Y.R. was a fifteen-year-old high school student when he was charged with the theft of an iPad from his school in January 2016.1 Global positioning- software in the *1009device located it in Y.R.’s apartment building, and the high school then determined that no other students lived in that building. Ultimately, Y.R. was charged with grand theft of the iPad and adjudicated delinquent of first-degree petit theft under section 812.014(2)(e), Florida Statutes (2016), applicable when “the property stolen is valued at $100 or more, but less than $300.”
The issue on appeal challenges the sufficiency of the evidence of proof of “value” as defined in section 812.012(10)(a)1., Florida Statutes (2016): “the market value of the property at the time and place of the offense or, if such cannot be satisfactorily ascertained, the cost of replacement of the property within a reasonable time after the offense.” Section 812.012(10)(b) addresses the circumstance in which “the value of property cannot be ascertained,” authorizing the trier of fact to find the value to be “not less than a certain amount,” or, “if no such minimum value can be ascertained, the value is an amount less than $100.”

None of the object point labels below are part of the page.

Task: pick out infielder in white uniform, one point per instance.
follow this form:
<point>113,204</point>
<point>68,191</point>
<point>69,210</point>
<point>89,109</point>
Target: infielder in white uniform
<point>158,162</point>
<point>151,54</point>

The proof regarding the value of the iPad introduced at the adjudicatory hearing did not establish its value as of the time and place of the offense. That proof also fell short of establishing the cost of the replacement for that type of iPad within a reasonable time after the offense. The teacher who provided the iPad to Y.R. for use at the school on the day it went missing testified that she received it about four months before that day, but she did not know when the school district purchased the device. She didn’t know how much the iPad cost, and she said it had been used continuously (except for the holiday break) during the four months it had been used in her classroom. Neither she nor the school vice principal at the time could identify the model type, storage capacity, or other features of the stolen iPad. The vice principal testified—though his testimony was shown to have been based on a conversation with another school employee rather than personal knowledge—that it would cost $599 to purchase a new iPad.
No witness testified as to depreciation, obsolescence by virtue of the release of a newer iPad model,2 or bid-asked-sold data in the internet marketplace for a comparable and comparably-used iPad. While this may seem an onerous burden, there can be no doubt that proof of “value” as defined in section 812.012(10) is determinative in classifying the level of the offense.
Here, as in Contes v. State, 190 So.3d 198, 199 (Fla. 3d DCA 2016), “[because the evidence failed to establish the fair market value of the property at the time of the offense, [the defendant] can be convicted only of second-degree petit theft, a second-degree misdemeanor.” We thus remand this case to the trial court to vacate the charge and adjudication of delinquency in count I of the petition of first-degree petit theft and to enter an adjudication of second-degree petit theft. The court should then conduct a disposition hearing on that, adjudication, at which Y.R. has a right to be present.
Reversed and remanded with instructions.
. Y.R. was also charged with resisting an officer without violence and adjudicated delta-*1009quent on that count, but this appeal only involves the count charging theft.
. “Electrical components like televisions, computers, and stereo systems are subject to accelerated obsolescence because manufacturers are constantly releasing new, improved technology at lower prices. For this reason, purchase price alone is generally insufficient to establish the value of such property in theft cases.” Lucky v. State, 25 So.3d 691, 692 (Fla. 4th DCA 2010).